We’ve all heard stories of how one click can lead to a lockdown of hundreds of company computers, but recognizing a cybersecurity attack isn’t always that easy.
In fact, one of the most pernicious aspects of a cybersecurity breach is the length of time threat actors often lurk on a network before the victim discovers the breach. According to FireEye’s Mandiant 2018 M-Trends report, this so-called dwell time averaged 101 days — more than three months — in 2017. That’s more than enough time for hackers to do almost any damage they wish.
Often, breaches can take even longer to detect. Lord & Taylor and Saks Fifth Avenue, for instance, detected a breach in March 2018 that was likely initiated in May 2017, giving the bad actors almost a year to siphon data. But the consequences of undetected breaches can go even further for businesses, shaking consumer and investor confidence as well.
With this in mind, what can businesses do to help prevent these attacks? Enter the latest generation of endpoint detection and response (EDR) technology. Paired with security best practices, these tools can help detect a breach early and limit damage from attacks lurking inside your system.
As the threat landscape expands and companies are hit with more types of malicious threats every day — in particular, those directed at users via printers, laptops, phones and other endpoints — EDR has proved to be a key part of a business’s defense toolbox.
“EDR monitors endpoints to detect suspicious activities and capture data for forensic and security investigations, focusing on each stage of an attack — often referred to as the ‘kill chain,’” explains Sherry De La Torres, a CDW security solution architect.
In their arsenal, hackers have a variety of tools to help them avoid detection. EDR can offer more visibility into the attack itself, which can offer an IT team the information it needs to more quickly understand and remediate an attack.
“Until the advent of EDR, the traditional approach of collecting forensic data from endpoints has been on a reactive basis, where a forensics tool would be deployed to target post-event endpoints and the data collected would depend on what the operating system logged,” explains a recent report by Gartner. Now, with EDR, IT teams have access to “deep granular endpoint data” that’s traditionally been provided by network and perimeter security solutions.

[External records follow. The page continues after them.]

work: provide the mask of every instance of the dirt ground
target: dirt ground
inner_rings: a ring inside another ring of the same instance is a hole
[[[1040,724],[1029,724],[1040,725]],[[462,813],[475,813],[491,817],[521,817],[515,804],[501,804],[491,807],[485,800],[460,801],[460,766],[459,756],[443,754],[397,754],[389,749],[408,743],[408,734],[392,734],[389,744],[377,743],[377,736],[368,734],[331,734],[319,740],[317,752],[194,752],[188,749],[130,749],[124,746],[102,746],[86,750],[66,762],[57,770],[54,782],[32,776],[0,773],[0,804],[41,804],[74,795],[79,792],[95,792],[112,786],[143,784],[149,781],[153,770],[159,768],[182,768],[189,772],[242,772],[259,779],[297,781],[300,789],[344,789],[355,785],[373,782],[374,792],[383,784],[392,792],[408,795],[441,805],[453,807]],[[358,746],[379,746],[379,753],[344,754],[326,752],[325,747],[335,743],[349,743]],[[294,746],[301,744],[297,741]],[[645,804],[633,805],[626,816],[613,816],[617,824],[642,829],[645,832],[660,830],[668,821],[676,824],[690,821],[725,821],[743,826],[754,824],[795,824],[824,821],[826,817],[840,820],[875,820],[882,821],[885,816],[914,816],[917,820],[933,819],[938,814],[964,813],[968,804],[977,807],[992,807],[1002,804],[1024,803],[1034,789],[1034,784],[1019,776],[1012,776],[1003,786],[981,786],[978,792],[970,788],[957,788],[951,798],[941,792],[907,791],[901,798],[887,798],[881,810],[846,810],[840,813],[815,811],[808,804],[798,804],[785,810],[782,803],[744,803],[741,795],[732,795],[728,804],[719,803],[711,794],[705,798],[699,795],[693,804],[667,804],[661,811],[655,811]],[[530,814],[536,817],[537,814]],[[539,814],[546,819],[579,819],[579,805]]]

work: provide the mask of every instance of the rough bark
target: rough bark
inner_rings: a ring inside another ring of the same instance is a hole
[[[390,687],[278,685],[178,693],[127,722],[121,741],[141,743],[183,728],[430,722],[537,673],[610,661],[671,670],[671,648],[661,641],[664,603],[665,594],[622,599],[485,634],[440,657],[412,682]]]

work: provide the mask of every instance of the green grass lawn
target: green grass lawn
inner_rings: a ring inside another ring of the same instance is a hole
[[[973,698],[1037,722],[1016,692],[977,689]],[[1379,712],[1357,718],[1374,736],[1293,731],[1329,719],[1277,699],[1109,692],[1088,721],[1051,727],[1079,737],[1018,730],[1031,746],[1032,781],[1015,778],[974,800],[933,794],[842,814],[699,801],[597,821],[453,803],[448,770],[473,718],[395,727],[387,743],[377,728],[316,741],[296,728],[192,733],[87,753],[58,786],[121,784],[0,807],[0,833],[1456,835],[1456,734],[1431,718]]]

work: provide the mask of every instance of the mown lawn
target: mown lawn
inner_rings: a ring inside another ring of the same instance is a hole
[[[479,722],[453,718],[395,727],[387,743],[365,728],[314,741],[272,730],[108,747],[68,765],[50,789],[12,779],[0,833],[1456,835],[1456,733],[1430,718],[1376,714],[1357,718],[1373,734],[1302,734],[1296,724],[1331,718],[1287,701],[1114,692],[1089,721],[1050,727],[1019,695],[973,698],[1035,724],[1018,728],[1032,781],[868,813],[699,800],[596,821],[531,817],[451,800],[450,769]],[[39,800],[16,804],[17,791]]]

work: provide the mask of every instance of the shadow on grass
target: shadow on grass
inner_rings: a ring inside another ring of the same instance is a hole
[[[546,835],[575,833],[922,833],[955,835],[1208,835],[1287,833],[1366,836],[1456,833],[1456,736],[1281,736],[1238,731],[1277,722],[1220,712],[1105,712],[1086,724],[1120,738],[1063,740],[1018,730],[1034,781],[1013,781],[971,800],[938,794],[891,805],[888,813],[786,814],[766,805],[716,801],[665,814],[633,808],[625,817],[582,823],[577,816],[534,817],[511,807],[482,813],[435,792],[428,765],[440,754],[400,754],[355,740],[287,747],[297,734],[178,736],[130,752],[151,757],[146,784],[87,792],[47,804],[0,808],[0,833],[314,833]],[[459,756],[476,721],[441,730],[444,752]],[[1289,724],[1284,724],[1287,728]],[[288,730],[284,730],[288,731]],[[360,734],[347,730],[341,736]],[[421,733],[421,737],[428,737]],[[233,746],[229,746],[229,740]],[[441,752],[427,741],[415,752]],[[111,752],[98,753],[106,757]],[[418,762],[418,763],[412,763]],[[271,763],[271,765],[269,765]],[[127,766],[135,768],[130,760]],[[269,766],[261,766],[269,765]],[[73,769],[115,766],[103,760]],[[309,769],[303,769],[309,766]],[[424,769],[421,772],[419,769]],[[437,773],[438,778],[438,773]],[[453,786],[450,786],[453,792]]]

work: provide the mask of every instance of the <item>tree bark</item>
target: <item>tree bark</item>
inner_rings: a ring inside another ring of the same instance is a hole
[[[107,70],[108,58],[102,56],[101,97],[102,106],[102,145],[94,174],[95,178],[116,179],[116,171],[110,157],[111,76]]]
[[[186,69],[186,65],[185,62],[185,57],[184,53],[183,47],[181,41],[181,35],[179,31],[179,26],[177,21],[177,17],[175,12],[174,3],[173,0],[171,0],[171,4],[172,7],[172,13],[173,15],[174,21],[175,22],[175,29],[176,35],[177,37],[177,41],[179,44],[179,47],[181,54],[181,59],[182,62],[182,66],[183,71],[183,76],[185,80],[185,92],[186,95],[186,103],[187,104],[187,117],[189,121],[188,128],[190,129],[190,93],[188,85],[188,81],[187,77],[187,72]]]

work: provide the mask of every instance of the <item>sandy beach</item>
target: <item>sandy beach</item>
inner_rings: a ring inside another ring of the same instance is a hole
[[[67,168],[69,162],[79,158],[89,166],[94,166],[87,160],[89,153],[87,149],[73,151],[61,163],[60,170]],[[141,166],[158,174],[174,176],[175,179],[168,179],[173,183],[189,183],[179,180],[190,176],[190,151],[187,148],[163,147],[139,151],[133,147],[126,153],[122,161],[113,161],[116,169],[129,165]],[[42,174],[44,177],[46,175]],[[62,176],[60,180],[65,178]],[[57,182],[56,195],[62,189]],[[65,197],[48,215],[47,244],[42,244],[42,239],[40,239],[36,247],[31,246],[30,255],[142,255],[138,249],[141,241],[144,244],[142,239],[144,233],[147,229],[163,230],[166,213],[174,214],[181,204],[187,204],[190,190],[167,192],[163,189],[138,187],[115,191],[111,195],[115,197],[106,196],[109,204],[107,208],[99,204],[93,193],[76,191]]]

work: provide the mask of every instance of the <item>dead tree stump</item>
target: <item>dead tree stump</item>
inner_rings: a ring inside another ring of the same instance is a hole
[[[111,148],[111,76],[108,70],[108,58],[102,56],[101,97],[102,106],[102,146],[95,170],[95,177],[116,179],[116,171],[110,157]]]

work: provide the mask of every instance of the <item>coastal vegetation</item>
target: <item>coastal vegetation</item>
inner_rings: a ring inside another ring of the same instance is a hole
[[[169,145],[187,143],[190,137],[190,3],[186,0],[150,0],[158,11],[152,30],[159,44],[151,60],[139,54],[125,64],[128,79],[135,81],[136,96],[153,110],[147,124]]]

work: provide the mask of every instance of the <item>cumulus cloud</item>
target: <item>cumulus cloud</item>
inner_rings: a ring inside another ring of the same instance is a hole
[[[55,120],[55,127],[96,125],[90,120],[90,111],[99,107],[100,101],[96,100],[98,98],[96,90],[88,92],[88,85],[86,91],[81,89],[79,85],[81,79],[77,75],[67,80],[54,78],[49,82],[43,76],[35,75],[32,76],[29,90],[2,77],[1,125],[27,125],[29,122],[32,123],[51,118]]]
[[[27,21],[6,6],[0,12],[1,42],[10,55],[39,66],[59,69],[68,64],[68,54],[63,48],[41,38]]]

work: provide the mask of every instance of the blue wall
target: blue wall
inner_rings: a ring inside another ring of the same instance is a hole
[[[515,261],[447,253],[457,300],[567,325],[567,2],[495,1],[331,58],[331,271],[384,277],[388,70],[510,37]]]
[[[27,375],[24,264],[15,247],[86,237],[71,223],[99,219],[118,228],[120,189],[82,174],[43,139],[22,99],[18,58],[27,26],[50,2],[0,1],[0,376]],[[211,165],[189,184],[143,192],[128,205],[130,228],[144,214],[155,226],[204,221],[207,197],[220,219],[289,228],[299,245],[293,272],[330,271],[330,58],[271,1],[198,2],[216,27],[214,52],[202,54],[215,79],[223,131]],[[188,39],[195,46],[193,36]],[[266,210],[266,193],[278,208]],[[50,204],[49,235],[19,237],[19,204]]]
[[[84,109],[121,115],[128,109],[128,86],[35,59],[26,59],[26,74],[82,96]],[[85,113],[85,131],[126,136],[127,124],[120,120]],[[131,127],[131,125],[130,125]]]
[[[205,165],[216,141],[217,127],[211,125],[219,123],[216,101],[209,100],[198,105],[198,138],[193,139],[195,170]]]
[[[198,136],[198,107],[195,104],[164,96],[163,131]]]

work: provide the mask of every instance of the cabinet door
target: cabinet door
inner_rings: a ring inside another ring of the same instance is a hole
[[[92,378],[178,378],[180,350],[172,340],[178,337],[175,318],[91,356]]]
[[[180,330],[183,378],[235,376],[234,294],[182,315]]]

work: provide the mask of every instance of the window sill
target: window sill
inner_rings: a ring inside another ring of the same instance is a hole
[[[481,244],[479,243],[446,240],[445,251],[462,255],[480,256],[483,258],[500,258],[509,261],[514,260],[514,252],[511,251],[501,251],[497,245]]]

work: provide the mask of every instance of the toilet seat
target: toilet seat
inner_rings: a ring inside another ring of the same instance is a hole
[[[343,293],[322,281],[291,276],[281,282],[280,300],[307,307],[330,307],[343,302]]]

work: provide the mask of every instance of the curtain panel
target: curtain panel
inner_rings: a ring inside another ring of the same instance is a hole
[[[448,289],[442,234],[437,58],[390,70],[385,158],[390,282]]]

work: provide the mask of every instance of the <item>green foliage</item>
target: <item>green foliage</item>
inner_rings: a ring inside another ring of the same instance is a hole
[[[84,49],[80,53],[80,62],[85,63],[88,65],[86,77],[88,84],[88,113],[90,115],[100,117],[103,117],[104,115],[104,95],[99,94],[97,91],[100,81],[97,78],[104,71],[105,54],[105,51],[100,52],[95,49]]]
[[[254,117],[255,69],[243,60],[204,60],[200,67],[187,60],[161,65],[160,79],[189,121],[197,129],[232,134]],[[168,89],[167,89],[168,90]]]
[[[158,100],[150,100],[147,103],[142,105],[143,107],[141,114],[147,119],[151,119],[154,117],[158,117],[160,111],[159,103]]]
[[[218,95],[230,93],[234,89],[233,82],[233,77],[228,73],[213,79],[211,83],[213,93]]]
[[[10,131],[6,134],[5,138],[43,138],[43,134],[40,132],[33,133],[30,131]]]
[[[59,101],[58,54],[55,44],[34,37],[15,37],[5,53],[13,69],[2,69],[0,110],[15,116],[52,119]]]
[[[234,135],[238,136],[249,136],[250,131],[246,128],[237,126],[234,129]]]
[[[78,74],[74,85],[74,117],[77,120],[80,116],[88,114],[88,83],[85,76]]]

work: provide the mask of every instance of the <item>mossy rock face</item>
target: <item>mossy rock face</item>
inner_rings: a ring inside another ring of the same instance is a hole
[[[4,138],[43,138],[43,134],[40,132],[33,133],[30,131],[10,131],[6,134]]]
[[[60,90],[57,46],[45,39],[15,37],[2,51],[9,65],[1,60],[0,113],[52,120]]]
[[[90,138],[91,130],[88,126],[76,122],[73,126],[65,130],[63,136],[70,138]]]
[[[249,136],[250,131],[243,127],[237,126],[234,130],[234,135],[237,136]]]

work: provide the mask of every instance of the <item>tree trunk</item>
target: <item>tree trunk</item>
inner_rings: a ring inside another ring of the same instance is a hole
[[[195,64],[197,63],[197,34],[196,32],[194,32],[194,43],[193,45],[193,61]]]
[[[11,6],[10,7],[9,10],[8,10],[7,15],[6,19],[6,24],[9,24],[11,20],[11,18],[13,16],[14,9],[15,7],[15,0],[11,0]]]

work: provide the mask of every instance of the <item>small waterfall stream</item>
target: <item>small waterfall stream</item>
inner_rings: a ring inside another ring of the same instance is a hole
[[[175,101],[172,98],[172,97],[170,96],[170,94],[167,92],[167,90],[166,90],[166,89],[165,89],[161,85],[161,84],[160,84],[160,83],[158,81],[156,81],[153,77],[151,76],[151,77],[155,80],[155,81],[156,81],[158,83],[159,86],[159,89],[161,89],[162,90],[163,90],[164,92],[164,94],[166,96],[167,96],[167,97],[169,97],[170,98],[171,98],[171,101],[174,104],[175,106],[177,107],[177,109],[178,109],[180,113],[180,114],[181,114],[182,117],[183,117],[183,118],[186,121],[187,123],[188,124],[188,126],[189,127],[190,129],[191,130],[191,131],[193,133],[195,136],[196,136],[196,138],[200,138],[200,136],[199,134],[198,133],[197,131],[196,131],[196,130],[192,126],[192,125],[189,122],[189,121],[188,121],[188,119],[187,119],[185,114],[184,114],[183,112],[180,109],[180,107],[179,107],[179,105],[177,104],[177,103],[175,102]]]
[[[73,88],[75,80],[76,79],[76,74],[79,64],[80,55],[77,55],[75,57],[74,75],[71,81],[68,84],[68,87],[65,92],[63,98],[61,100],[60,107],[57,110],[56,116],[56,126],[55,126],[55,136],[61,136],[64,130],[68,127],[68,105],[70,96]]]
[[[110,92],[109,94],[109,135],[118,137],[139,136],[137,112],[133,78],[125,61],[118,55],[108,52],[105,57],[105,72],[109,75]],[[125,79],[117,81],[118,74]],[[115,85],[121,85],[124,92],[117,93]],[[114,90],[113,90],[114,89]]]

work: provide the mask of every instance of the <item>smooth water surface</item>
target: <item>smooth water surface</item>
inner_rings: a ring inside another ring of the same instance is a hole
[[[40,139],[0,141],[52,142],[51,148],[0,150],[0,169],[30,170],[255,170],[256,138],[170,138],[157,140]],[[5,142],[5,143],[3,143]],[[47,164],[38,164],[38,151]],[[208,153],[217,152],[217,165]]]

This means that, with EDR, organizations have the means to search out endpoint-related activity, whether it be malicious software or simply information that can help inform operations, like patching or application use.
But EDR solutions aren’t just set-it-and-forget-it technologies. Understanding what an alert or activity means requires expertise, and so companies should take care to invest in security talent and training for EDR solutions.
“EDR provides very rich and very complex data that requires advanced knowledge, understanding and experience to analyze and understand,” the Gartner report notes.
For this reason, it’s often prudent for small businesses to seek out managed security services for help in managing and using EDR effectively.
As the threat landscape expands, what was once just a printer could now be a hacker’s point of entry into a company’s systems. Those IT teams that can clearly see every device on the network will likely be the best positioned to take on attacks.